Mülheim..
Gut 100 interessierte Zuhörer fanden den Weg zum diesjährigen WAZ-Medizinforum in die Cafeteria des St. Marien-Hospitals.
Depression war das Thema des Abends, viele Hilfsbedürftige und zu wenig Hilfe das Ergebnis der Diskussion. Das mussten auch die drei Gastredner eingestehen: Dr. Rudolf Groß, Chefarzt der Neurologie, Psychiatrie und Psychotherapie des St. Marien-Hospitals, Anke van den Bosch, Psychotherapeutin und Leiterin des Selbsthilfe-Büros der Stadt Mülheim, sowie Anke Ippach, Psychotherapeutin der Tagesklinik des Krankenhauses.
Wie eine Depression erkennen und wie damit umgehen, diese Fragen versuchte Groß in seinem Vortrag zu beantworten. Grundsätzlich gelte: Eine Depression kann sich auf verschiedene Arten zeigen. Sei es fehlender Antrieb, das Gefühl, nichts mehr leisten zu können, oder extreme äußere und vor allem innere Unruhe. Eines sei jedoch beim Umgang mit an Depression leidenden Menschen extrem wichtig: „Fördern ja, Fordern nein“, laute die Devise, so Groß. Jedes Fordern erhöhe nur einen schon bestehenden negativen Druck.

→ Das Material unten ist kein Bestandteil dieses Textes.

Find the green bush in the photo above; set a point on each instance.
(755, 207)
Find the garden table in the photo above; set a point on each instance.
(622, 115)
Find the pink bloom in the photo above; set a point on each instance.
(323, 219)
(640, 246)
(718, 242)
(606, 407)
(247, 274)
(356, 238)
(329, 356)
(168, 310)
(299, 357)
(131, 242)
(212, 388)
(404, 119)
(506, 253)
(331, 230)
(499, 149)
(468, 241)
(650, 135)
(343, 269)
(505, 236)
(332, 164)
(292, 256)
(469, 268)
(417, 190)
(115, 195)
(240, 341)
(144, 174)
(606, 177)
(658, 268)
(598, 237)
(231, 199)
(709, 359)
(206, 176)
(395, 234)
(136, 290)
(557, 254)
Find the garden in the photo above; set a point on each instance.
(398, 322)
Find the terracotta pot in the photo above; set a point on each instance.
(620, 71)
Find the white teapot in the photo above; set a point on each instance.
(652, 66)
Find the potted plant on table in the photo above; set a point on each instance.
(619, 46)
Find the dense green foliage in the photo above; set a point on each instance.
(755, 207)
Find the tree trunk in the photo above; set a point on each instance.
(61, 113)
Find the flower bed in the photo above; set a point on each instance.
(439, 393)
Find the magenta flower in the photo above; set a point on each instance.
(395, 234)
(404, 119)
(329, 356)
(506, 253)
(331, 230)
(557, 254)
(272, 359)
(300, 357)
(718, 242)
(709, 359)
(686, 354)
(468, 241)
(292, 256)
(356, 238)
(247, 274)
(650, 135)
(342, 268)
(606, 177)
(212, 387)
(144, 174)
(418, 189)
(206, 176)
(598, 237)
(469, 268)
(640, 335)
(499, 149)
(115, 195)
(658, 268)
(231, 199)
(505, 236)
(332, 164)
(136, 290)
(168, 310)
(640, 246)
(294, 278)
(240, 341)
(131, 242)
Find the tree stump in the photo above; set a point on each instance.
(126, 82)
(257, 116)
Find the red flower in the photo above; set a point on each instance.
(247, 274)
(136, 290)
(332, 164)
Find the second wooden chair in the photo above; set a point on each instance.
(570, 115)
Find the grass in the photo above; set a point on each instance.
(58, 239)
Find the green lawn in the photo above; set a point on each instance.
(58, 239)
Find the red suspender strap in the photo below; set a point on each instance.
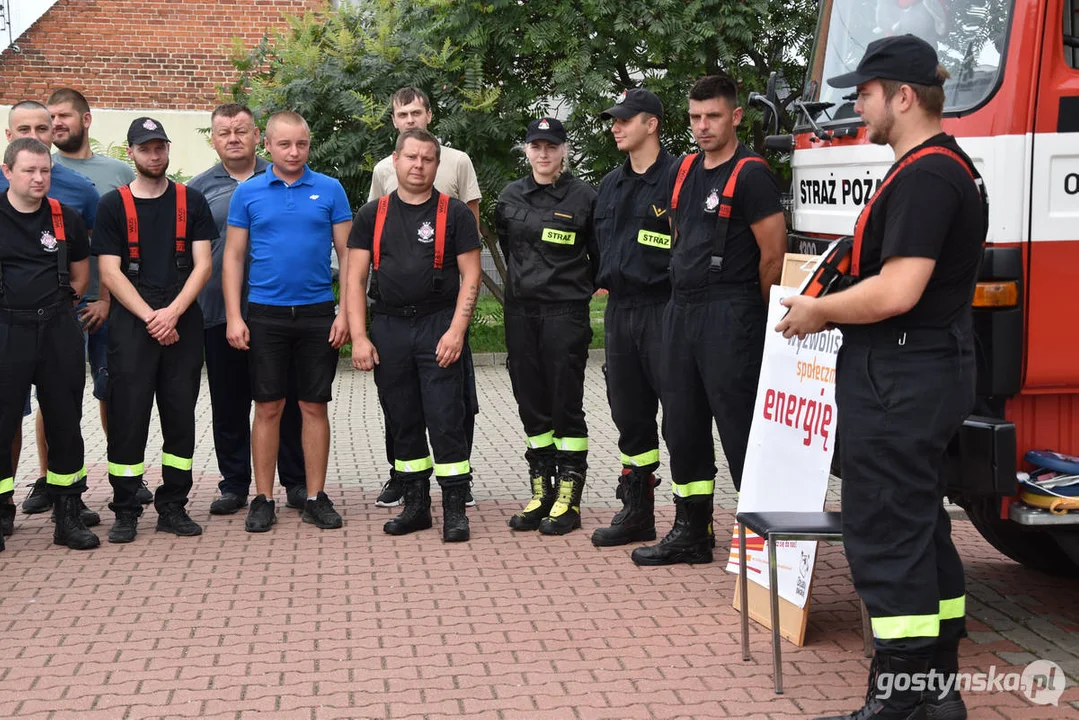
(442, 213)
(380, 222)
(856, 262)
(132, 221)
(57, 211)
(181, 218)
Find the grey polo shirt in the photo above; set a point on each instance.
(217, 186)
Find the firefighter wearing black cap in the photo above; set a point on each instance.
(44, 267)
(633, 238)
(544, 222)
(727, 242)
(905, 377)
(424, 247)
(153, 243)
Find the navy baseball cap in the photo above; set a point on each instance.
(903, 58)
(633, 102)
(546, 128)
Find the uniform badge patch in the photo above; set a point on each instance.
(426, 232)
(712, 202)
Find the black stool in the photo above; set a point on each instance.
(786, 526)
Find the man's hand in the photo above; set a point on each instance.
(804, 316)
(94, 315)
(339, 331)
(162, 322)
(364, 354)
(449, 348)
(237, 335)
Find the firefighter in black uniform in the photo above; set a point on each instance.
(44, 266)
(633, 238)
(905, 376)
(544, 222)
(424, 247)
(727, 242)
(152, 239)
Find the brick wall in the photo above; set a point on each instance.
(167, 54)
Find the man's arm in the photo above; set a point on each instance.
(770, 234)
(339, 333)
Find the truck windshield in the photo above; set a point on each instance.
(970, 38)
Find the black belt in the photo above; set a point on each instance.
(313, 310)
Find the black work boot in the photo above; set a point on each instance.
(943, 704)
(126, 525)
(417, 513)
(884, 700)
(637, 519)
(690, 540)
(7, 519)
(70, 529)
(38, 500)
(564, 514)
(454, 519)
(543, 498)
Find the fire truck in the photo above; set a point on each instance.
(1013, 105)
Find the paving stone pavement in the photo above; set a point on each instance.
(352, 623)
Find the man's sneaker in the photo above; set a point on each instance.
(38, 500)
(260, 515)
(175, 519)
(228, 504)
(296, 497)
(7, 519)
(392, 493)
(144, 494)
(319, 513)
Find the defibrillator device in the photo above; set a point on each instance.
(441, 214)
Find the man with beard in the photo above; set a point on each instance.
(228, 370)
(153, 244)
(30, 119)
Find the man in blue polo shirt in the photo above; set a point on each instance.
(29, 119)
(288, 217)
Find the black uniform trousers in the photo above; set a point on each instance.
(229, 376)
(547, 348)
(901, 398)
(44, 348)
(140, 369)
(714, 341)
(633, 342)
(420, 398)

Ansätze, mit denen eine Depression effektiv behandelt werden kann, gebe es viele. Grundsätzlich sei zu unterscheiden zwischen der psychologischen und der biologischen Behandlung. Heißt: mit oder ohne Antidepressiva. Häufig sei auch eine Kombination die erfolgbringende Lösung. „Es gibt kein Mittel, das zu 100 Prozent funktioniert“, so Groß. Ebenso wenig gebe es einen Schnelltest, der die physischen Gründe einer Depression, also den Mangel an bestimmten Botenstoffen, aufzeigen könne, erklärte der Fachmann nach einer Frage aus dem Publikum.

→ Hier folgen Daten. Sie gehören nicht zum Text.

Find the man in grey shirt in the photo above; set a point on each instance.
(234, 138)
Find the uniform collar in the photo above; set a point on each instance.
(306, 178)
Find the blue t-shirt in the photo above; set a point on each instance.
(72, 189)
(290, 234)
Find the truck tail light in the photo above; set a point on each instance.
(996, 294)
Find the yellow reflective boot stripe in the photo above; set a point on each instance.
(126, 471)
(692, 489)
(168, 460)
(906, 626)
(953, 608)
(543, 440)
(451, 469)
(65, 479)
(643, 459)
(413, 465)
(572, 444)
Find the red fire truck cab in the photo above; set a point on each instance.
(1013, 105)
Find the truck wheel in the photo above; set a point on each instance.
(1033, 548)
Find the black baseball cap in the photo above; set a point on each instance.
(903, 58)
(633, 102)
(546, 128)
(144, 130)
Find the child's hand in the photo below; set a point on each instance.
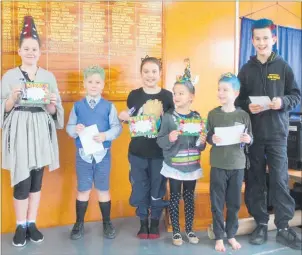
(79, 128)
(51, 108)
(203, 139)
(124, 116)
(100, 137)
(15, 94)
(173, 136)
(53, 99)
(276, 103)
(216, 139)
(245, 138)
(255, 108)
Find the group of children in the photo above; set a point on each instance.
(30, 144)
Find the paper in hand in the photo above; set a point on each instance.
(229, 135)
(89, 145)
(263, 101)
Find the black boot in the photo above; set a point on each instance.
(289, 237)
(154, 229)
(143, 232)
(77, 231)
(259, 235)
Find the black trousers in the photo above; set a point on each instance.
(225, 187)
(275, 156)
(30, 185)
(148, 186)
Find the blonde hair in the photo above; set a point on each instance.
(91, 70)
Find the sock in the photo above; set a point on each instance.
(105, 210)
(21, 223)
(81, 207)
(174, 212)
(189, 210)
(30, 221)
(263, 224)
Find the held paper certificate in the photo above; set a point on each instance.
(192, 126)
(89, 145)
(229, 135)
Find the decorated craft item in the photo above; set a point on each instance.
(143, 125)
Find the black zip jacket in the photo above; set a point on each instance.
(274, 78)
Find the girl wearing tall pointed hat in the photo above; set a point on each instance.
(182, 154)
(29, 138)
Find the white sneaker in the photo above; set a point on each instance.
(192, 238)
(177, 239)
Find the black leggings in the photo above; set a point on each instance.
(30, 185)
(188, 197)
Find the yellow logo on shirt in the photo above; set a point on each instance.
(273, 76)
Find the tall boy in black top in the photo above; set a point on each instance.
(267, 74)
(145, 156)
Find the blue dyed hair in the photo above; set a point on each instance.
(230, 78)
(264, 23)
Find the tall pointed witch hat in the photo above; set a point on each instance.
(29, 29)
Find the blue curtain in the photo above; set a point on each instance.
(246, 47)
(290, 48)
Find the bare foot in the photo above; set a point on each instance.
(235, 245)
(219, 246)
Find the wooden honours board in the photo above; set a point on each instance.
(76, 34)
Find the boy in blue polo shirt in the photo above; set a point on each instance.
(95, 168)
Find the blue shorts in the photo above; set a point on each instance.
(97, 173)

Zentrales Anliegen der kognitiven Verhaltenstherapie sei vor allem, die Denkmuster der Menschen zu verändern, so Ippach. Untersuchungen hätten gezeigt, nicht die Ereignisse, mit denen ein Mensch konfrontiert werde, seien entscheidend dafür, wie er sich fühle, sondern die subjektive Interpretation. Depressive Menschen neigten grundsätzlich zu übertrieben negativen Gedanken.

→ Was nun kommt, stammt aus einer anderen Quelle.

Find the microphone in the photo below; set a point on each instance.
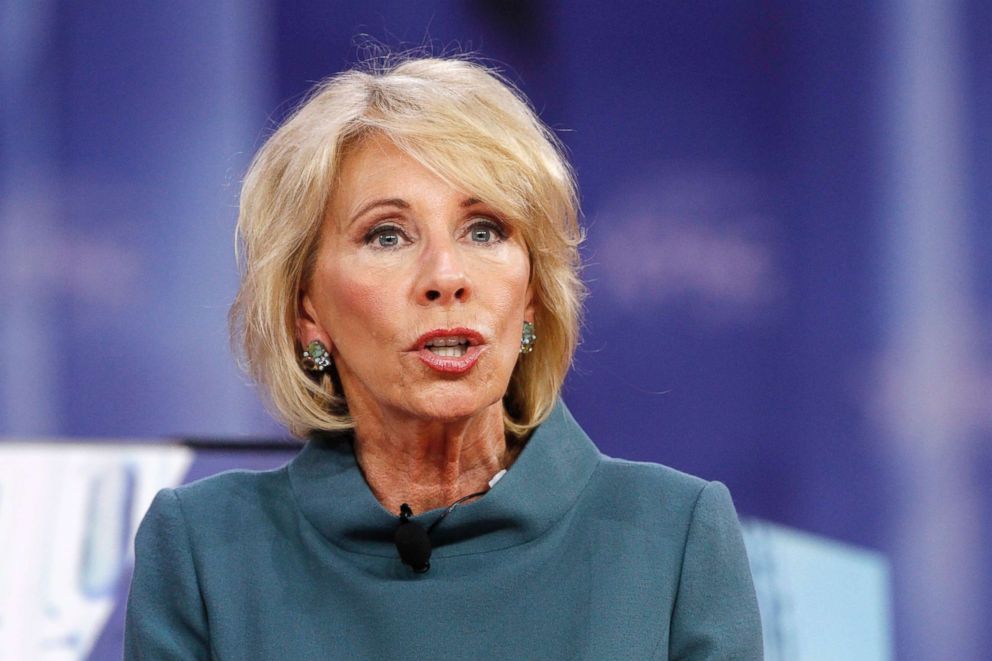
(413, 541)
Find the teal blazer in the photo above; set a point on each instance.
(571, 555)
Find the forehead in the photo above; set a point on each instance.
(374, 168)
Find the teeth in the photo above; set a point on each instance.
(449, 352)
(446, 341)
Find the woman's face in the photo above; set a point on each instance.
(419, 290)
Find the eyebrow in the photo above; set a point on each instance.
(400, 203)
(390, 202)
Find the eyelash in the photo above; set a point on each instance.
(498, 229)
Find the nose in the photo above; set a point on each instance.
(442, 280)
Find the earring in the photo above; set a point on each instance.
(527, 338)
(315, 357)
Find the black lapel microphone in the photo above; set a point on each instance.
(413, 541)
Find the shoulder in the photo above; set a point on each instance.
(667, 490)
(231, 498)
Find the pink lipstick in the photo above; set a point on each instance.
(450, 350)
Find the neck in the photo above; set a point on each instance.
(426, 463)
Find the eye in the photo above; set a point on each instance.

Eine ganz eigene Art der Behandlung wurde durch Anke van den Bosch repräsentiert: nämlich die Hilfe durch Selbsthilfegruppen. Zwar seien solche nicht für jedes Stadium einer Depression geeignet, doch gebe es viele Menschen, die in der Gruppe Halt und Stärke fänden. „Für Menschen in einer sehr starken Phase der Krankheit ist der Besuch sicherlich schwer vorstellbar. Doch gerade in der Früh- und Spätphase und zwischen depressiven Lebensabschnitten kann die Gruppe helfen.“ Hier sei vor allem das Gefühl, verstanden zu werden und auch gebraucht zu werden, ein entscheidender Faktor. Zuverlässigkeit spiele dementsprechend eine wichtige Rolle. „In einer funktionierenden Gruppe weiß jeder sofort, es ist etwas Ernstes, wenn jemand fehlt“, so van den Bosch.
Ein Problem wurde sehr deutlich: Therapieplätze sind rar, sowohl Anmerkungen aus dem Publikum als auch der geladenen Experten bestätigten dies. Gute Ratschläge, was Betroffene im Falle von Monate langen Wartezeiten machen können, waren jedoch Mangelware. In Bezug auf eine stationäre Einweisung machte Groß eines jedoch ganz klar: Im Fall von Selbstmordgedanken dürfe nicht gewartet werden. „Das Leben kann man sich nur einmal nehmen“. Keiner suche wirklich den Tod, sondern Ruhe und Frieden.